Kids who smoke will, in many cases, eventually die from it.

About one-third of the 400,000 kids who become daily smokers each year will die prematurely from a smoking-caused disease.

Tobacco companies mainly market to adults, 35-55 years of age.

U.S. cigarette companies rely on youth smokers to replace their adult customers who quit or die. Much of their marketing efforts focus on youth, including sporting event sponsorships.

Smokers suffer shortness of breath twice as often as nonsmokers.

Smokers do lose their breath more than nonsmokers, but it's three times as often, not twice.

U.S. cigarette companies spend more than $34 million per day marketing their products.

Tobacco companies spend $34 million per day, or about $12.5 billiion each year, to promote their deadly products through a combination of advertising, sponsorships and events.

If a kid starts smoking at 17 years of age, his health won't suffer until middle age.

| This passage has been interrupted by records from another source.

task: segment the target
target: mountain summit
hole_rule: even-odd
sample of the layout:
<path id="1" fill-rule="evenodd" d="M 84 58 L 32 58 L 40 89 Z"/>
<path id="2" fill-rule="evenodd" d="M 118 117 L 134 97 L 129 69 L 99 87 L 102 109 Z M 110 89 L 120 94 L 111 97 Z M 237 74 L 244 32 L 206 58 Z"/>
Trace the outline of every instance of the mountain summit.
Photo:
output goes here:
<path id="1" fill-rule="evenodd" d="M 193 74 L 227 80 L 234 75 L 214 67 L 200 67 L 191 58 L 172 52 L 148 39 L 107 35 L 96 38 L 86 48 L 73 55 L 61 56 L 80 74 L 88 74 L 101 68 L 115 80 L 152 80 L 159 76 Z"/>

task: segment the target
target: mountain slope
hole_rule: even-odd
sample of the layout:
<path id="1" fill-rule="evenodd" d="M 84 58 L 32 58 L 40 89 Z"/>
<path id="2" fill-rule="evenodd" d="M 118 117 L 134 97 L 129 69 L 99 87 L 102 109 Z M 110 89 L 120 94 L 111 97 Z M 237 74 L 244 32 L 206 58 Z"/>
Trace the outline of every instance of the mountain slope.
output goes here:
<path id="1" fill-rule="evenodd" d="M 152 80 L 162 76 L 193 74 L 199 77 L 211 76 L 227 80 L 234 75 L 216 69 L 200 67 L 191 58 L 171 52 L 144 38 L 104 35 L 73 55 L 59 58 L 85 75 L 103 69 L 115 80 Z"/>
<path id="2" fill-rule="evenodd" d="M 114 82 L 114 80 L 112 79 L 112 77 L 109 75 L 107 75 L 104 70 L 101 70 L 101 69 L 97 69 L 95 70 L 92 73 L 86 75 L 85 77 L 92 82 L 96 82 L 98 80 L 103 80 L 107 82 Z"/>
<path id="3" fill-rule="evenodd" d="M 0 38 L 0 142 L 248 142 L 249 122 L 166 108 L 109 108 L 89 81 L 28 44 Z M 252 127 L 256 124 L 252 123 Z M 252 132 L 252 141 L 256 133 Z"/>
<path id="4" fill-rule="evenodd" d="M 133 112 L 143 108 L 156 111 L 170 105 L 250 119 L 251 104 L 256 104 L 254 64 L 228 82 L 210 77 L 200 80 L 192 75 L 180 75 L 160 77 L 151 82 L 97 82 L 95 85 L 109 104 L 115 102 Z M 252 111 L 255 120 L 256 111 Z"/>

Smoking causes many immediate effects on health, including persistent cough, respiratory problems, a greater susceptibility to illness and decreased physical performance.

One in every 20 high school graduates are smokers.

The problem is worse than that. One-fifth of kids leaving high-school, leave as smokers.

Kids are more sensitive to tobacco advertising than adults.

A survey released in March of 2008 showed that kids were almost twice as likely as adults to recall tobacco advertising. One-third of underage experimentation with smoking is attributable to tobacco company advertising and promotion.

In the U.S., the majority of both adults and teens smoke.

While many teens believe that "everybody else" smokes, less than 25 percent of adults and 17 percent of teens actually do.

Tobacco kills more people than illegal drugs.

In fact, tobacco kills more people than illegal drugs, alcohol, AIDS and car crashes combined.

More than 7 percent of eighth graders are current smokers.

It's sad, but true. Seven percent of 8th graders have taken up the habit, and by the time the kids reach 10th grade, the number has risen to 13.6 percent.

When it comes to taking up the habit of smoking, kids are most influenced by their friends.

Kids are more likely to be influenced to smoke by cigarette marketing than their peers.

Youth smoking is more of a problem for Hispanics and African-Americans than whites.

While 18 percent of Hispanic high school students smoke and 9.5 percent of African-American high school students smoke, whites have the highest rate, coming in at 22.5 percent.

No cigarette, whether filtered, low-tar or additive-free, is safe.

Cigarettes contain nicotine, one of the most addictive drugs known. Smokeless tobacco is also dangerous because it causes oral cancer and is very addictive.

Because they are young, kids who smoke can easily kick the habit.

While some kids think they can quit anytime they want, more than 60 percent are still regular daily smokers 7 to 9 years later.

Smoking is highly addictive, with some youths experiencing tobacco dependence only two months after first trying cigarettes.

It takes less than a month for kids to get hooked. A 2007 study in the Archives of Pediatric and Adolescent Medicine found that some youths experience tobacco dependence within a day of first inhaling.

Each year, 280 children die from respiratory illness caused by secondhand smoke.

In addition to the 280 deaths, another 300 kids suffer from injuries resulting from smoking-caused fires.

Smoking relieves stress.

Smoking is actually a major cause of stress. It only appears to reduce stress because it lessens the irritability and tension caused by the nicotine addiction.

Kids can't grasp the dangers of smoking until they reach high-school age.

While it's true that small children won't fully understand the chemistry, health risks and death caused by smoking, kids as young as 5 can understand that smoking is bad for their body.

Kids are only affected by tobacco if they smoke cigarettes.

Secondhand smoke also has adverse affects on kids, including respiratory disorders, ear and eye problems, and behavioral issues. Ingesting cigarettes can also be potentially toxic to children.

The more you tell your kids about the dangers of smoking, the more they will want to smoke.

It's true that kids might want to try smoking out of curiosity to prove things for themselves. That's why discussing the dangers of smoking should be only a part of your no-smoking communications, which might include talks about peer pressure, self-esteem and healthy living.